Ms Stephensen said it’s important to make sure the law reflects that there is an “end date” to both the app and the legislation used to govern it.

“Right now the app has a strong public health purpose, but once that public health crisis has ended, there is a very important need to wind back the app, to delete it from people’s phones, remove state government access to the COVIDSafe data store and delete the data that’s held there,” Ms Stephensen said. 

“If we don’t do that, then we’re dipping our big toe into the scary waters of state-based surveillance.”

Many have argued that people should download the COVIDSafe app despite any privacy concerns, as tech and social media giants like Google, Amazon or Facebook already know far more about us.

But Ms Stephensen said that is not a reason to ignore the need for privacy protections, particularly when it comes to government.

“There’s this paradox with how we behave in our private lives that doesn’t translate to what we expect of government,” Ms Stephensen said.

“So when we give out information freely to social media, or friends and family, we’re doing so in the full exercising of our own choice.

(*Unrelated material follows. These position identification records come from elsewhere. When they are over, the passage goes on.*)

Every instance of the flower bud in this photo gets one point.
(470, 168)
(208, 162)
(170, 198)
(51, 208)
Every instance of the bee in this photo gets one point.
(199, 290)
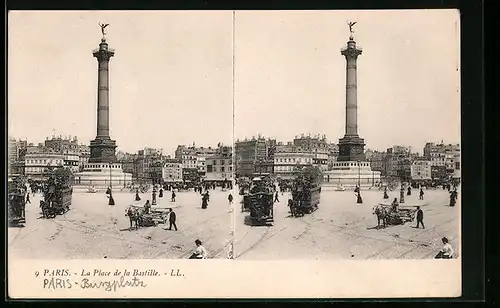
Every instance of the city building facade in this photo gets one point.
(421, 169)
(249, 154)
(287, 163)
(172, 171)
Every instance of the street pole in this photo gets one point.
(359, 199)
(359, 174)
(111, 200)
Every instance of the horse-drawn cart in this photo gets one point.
(154, 217)
(17, 200)
(390, 215)
(402, 215)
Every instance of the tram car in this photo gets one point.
(306, 191)
(16, 200)
(57, 192)
(259, 202)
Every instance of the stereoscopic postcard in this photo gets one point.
(234, 154)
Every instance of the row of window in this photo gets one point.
(221, 169)
(102, 166)
(44, 161)
(222, 162)
(283, 168)
(351, 164)
(293, 160)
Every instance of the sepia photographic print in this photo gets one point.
(288, 144)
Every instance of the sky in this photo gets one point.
(290, 76)
(171, 80)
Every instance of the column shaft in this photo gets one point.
(103, 99)
(351, 126)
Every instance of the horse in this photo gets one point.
(134, 216)
(381, 213)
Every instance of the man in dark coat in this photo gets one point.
(172, 218)
(386, 196)
(420, 217)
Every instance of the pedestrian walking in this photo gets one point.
(137, 198)
(204, 202)
(147, 207)
(447, 251)
(395, 205)
(453, 198)
(160, 195)
(420, 217)
(171, 219)
(200, 252)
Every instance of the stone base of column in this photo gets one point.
(351, 148)
(102, 151)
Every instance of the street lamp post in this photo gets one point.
(359, 174)
(111, 200)
(359, 199)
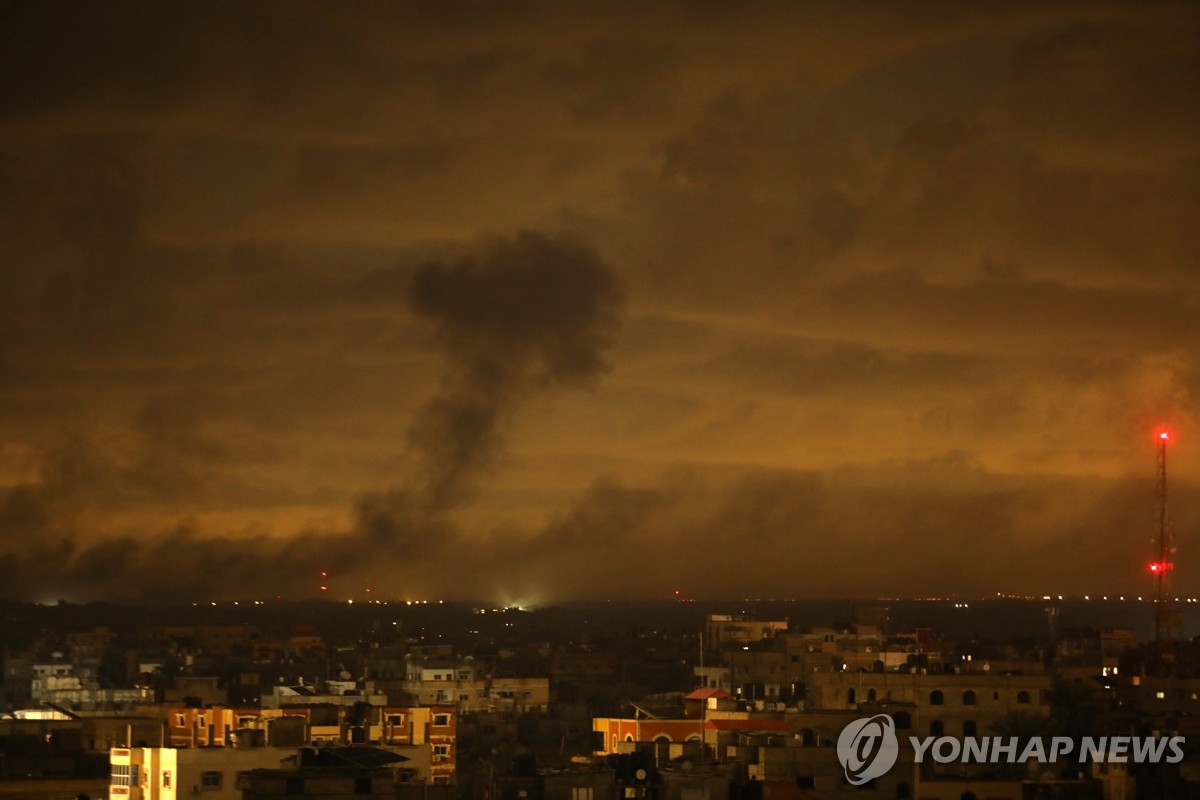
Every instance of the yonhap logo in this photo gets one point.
(868, 747)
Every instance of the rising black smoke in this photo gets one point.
(516, 316)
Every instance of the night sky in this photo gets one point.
(538, 301)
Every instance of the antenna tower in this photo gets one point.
(1165, 614)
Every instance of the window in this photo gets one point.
(125, 775)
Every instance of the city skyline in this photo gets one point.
(606, 300)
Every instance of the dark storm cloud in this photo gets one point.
(522, 314)
(867, 533)
(879, 266)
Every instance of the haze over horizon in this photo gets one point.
(539, 301)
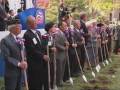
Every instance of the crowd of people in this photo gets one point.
(44, 62)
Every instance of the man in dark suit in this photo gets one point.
(36, 56)
(83, 19)
(3, 15)
(61, 46)
(11, 51)
(78, 37)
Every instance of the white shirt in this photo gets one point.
(34, 31)
(14, 36)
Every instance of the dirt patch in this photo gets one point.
(111, 71)
(95, 88)
(94, 81)
(103, 80)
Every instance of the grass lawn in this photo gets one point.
(107, 79)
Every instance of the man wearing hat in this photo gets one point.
(11, 51)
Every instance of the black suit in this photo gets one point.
(83, 26)
(2, 17)
(37, 67)
(12, 55)
(80, 47)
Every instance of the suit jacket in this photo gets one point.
(60, 40)
(83, 26)
(2, 16)
(12, 54)
(78, 37)
(34, 50)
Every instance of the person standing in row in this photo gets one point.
(11, 51)
(36, 57)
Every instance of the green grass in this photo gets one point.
(107, 79)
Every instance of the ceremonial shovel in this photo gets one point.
(83, 76)
(24, 71)
(70, 78)
(48, 68)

But when we are obliged to give our information to government, or they ask for it in order to provide us with a service, with something like the COVIDSafe app, we expect the government to apply laws that will restrict what happens to our personal information.

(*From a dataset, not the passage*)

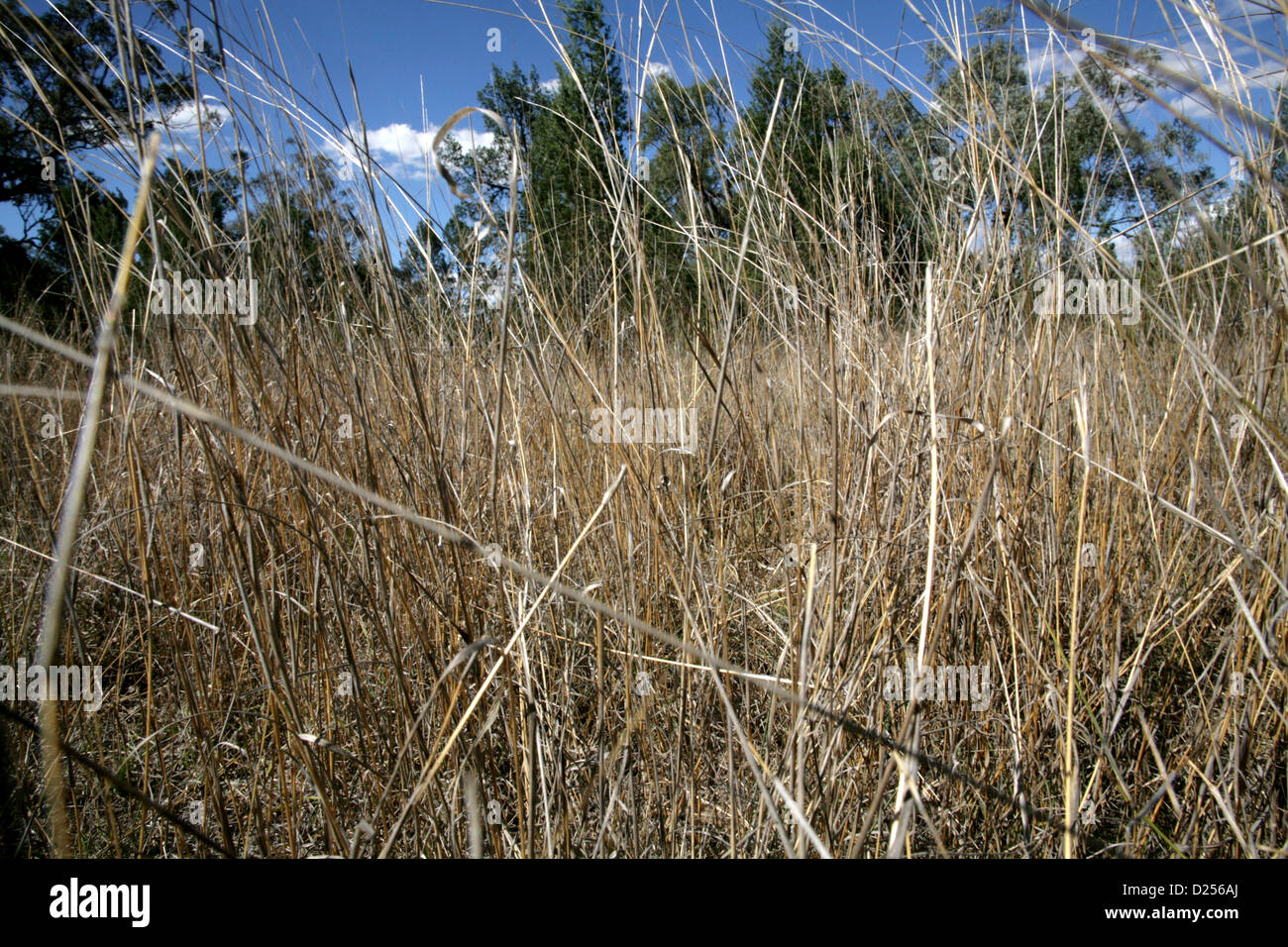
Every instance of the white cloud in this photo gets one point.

“So in many ways, we hold our government to a far higher standard than other institutions and I think the government knows that the community expects to see the highest degree of rigour right now.”

In the past week, the Australian government has developed draft legislation to support the COVIDSafe app, with a bill set to be introduced to parliament next week which would make it a criminal offence to collect, use or disclose app data for a purpose unrelated to contact tracing.

Ms Stephensen said she is confident the government is listening to concerns over privacy and wants to get it right.

“We’ve been discussing these issues with the Attorney General’s department and that dialogue is ongoing, so I think it’s a wonderful sign of how committed the Australian government is to addressing the issue of privacy,” Ms Stephensen said.

“We don’t have six months or a year to get it right, we need to work out the issues as we go and do it to the highest possible standard.”